NotesThis quilt was commissioned by Mrs Georgia Hunt Murphy, a wealthy American socialite, who collected the pieces of fabric from the wide range of people she knew. The quilt was made by Juliette (Mrs Charles) Babbitt of New York between 1910 and 1913 and given by Mrs Hunt Murphy to her granddaughter, Georgia Elizabeth Murphy. The following note was included in the papers accompanying the quilt when it was brought to Australia in the 1930s by a descendent of Georgia Hunt Murphy: "This patchwork quilt made by Mrs Juliette M. Babbitt for Mrs Georgia Hunt Murphy is for Georgia Elizabeth, daughter of Robert K. Murphy, with grandmother's love and request to treasure it, as also the list of contributors."
Georgia Hunt Murphy (1856-1936) was married to William Augustus Murphy (1843-1907) and lived in the Waldorf Astoria in New York. The Murphys, whose wealth came from a paper mill, a paint factory which supplied all the varnish for trans-continental American trains, and a major shoe-making firm called Johnson & Murphy, attended many official functions. Delighted by the beauty of the fabrics of the women's dresses, Georgia Hunt Murphy asked if the wearers would mind giving her scraps of fabric from their gowns. Over the years, she collected many pieces of fabric from some of the most influential people who lived at that time in America, Europe, Japan and South America. Having a great love of fabrics and embroidery, Georgia Hunt Murphy decided to commission Mrs Juliette (Mrs Charles H.) Babbitt to make a quilt from her fabric collection. The quilt was finished in 1913; each piece is embroidered or marked with a number which corresponds with the name of the original owner of the fabric on a numbered list.

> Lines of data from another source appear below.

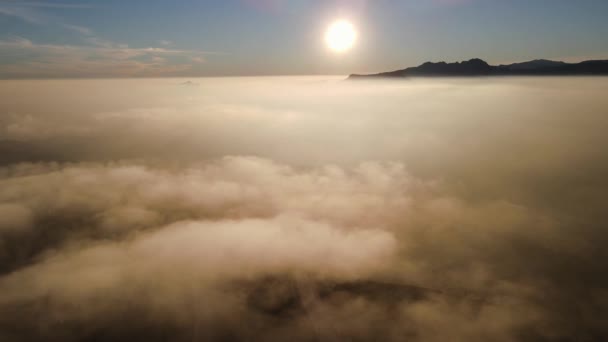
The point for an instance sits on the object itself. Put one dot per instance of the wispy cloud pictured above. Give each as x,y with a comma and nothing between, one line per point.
101,59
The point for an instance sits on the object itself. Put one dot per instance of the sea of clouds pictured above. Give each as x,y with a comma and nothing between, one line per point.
304,209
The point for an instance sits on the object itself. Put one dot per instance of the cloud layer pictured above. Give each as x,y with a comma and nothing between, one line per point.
266,209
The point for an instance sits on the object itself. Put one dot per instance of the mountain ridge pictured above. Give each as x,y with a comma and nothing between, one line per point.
479,67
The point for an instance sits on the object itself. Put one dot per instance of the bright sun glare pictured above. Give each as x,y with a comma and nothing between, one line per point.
340,36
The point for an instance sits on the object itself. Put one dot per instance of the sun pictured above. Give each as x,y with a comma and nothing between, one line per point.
340,36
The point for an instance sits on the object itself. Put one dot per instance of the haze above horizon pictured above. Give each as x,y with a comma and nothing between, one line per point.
70,38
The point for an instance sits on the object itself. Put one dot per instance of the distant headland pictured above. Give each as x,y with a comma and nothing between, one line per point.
478,67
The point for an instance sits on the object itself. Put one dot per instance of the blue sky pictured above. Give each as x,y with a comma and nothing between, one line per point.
110,38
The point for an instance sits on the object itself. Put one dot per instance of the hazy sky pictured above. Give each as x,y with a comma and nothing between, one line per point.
86,38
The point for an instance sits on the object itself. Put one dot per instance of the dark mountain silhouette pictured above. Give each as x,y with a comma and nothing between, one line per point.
478,67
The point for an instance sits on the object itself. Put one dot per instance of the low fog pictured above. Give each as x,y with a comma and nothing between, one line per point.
304,209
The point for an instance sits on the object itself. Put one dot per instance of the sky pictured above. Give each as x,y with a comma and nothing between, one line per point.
151,38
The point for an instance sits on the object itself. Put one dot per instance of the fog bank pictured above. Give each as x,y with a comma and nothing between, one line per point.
303,208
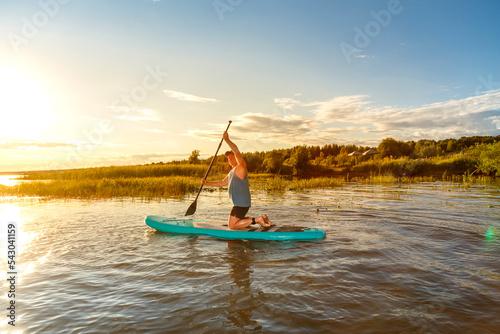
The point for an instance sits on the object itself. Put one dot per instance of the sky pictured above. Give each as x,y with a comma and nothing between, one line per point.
98,82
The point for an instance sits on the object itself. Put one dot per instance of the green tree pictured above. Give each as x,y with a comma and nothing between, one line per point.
389,147
273,161
299,159
487,156
194,157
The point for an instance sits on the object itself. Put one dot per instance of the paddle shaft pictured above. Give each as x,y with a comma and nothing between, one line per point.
212,162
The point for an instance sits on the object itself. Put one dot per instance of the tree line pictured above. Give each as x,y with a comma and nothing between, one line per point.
302,159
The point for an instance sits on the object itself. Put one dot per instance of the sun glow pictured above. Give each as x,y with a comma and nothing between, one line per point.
25,109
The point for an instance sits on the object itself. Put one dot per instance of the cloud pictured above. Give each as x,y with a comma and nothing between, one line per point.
9,144
287,103
355,119
156,131
136,115
188,97
475,115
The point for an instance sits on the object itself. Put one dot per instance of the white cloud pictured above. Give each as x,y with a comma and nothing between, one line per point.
137,115
354,119
188,97
286,102
14,144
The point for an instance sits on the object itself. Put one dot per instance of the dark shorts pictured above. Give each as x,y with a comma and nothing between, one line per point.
239,211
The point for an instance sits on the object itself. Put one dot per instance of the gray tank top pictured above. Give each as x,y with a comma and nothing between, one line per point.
239,190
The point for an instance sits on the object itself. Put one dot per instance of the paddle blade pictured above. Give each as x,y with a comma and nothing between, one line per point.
191,209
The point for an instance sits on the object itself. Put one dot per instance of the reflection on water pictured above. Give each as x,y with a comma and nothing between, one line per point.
397,259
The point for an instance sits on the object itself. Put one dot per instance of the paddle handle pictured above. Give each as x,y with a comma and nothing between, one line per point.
212,162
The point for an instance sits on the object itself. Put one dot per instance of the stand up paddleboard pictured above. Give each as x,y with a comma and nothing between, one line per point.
221,230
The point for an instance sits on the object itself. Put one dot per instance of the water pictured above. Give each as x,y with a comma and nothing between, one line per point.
421,258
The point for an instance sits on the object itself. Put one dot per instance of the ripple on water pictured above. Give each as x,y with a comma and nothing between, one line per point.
394,260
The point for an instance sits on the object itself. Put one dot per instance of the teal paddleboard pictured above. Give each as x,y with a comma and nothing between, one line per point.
221,230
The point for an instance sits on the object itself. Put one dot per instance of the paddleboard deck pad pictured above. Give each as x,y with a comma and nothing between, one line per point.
221,230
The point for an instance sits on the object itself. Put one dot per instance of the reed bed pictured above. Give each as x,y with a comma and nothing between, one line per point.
277,183
148,188
115,172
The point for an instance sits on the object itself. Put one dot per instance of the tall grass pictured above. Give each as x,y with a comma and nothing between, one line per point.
148,188
277,183
113,172
458,165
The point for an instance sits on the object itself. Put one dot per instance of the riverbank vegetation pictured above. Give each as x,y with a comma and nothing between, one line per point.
468,160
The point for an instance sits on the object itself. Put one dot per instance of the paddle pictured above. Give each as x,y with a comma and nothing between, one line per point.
192,208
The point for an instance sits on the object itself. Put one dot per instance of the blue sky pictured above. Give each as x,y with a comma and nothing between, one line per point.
89,83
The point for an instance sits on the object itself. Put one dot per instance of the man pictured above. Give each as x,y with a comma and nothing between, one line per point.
239,190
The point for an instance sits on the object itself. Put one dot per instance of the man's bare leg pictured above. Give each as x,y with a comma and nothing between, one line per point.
267,221
235,223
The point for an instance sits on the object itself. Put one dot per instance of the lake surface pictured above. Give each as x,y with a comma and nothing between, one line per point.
421,258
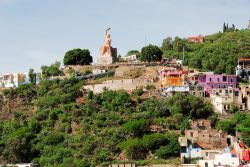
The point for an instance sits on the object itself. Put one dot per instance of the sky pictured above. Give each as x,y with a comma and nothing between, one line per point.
39,32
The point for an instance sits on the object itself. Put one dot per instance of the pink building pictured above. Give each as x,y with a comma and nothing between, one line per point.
212,81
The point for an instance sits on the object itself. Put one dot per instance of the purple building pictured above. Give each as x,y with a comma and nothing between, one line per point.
211,81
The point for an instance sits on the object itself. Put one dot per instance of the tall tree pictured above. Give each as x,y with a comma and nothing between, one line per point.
151,53
77,57
32,76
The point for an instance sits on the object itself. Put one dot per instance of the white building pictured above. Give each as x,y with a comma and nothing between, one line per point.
13,80
224,98
220,160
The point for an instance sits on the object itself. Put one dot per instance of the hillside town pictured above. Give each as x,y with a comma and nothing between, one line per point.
184,103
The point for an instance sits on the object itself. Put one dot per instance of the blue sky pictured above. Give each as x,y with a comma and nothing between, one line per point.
39,32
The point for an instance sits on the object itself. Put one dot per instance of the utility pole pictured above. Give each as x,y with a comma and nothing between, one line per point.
183,55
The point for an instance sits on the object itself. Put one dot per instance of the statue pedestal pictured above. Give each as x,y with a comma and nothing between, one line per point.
107,58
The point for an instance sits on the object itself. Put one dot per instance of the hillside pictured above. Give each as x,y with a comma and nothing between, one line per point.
67,126
219,52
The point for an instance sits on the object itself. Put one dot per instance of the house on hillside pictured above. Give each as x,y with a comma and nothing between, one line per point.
196,39
213,81
13,80
224,99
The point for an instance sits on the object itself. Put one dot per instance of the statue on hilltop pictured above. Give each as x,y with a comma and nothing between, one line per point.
108,54
107,43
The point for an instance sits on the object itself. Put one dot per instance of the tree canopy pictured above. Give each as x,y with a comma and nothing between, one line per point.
77,57
151,53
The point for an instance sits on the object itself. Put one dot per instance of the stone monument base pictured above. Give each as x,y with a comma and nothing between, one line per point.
107,58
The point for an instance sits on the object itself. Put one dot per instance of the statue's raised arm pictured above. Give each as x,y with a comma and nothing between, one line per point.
107,43
107,31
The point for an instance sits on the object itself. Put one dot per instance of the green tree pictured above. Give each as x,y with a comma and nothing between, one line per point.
77,57
151,53
136,127
52,70
32,76
133,148
132,52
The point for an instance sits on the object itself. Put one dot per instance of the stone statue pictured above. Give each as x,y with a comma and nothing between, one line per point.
108,54
107,44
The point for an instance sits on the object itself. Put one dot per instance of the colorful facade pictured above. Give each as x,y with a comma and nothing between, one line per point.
13,80
212,81
172,77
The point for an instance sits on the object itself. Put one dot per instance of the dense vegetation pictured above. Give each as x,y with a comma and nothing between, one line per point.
219,52
238,122
77,57
70,128
150,53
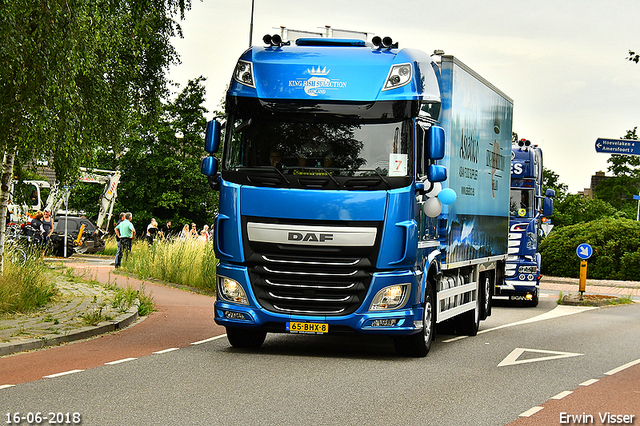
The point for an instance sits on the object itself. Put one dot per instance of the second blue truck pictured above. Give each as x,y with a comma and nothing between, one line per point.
364,189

When Georgia Hunt Murphy died, the quilt was handed down, as per her instructions, to her granddaughter Georgia Elizabeth Murphy (1923-1999), whose father Robert Kenneth Murphy (1887-1972) came to Sydney in 1910 to help establish the Chemical Engineering faculty at the University of NSW. Highly regarded at the University, he was offered a senior position and elected to stay in Australia. Georgia Elizabeth Murphy shared her grandmother's love of fabrics and embroidery and she greatly treasured the quilt, which was very special to her. When she died, the quilt was passed on to her daughter, the donor, Jacqueline (Jay) Gray Lloyd of Longueville, who recognised the socio-historical significance of this exceptionally well documented and provenanced quilt and offered it to the Museum.
Normally, crazy quilts were made not so much as bed covers, but rather as pieces to be seen. In their heyday in the Victorian era they were used as 'parlour throws' or as covers when having a nap. This particular quilt however is too large to have been used as a throw and may well have been used as a bed cover or simply as a show-piece.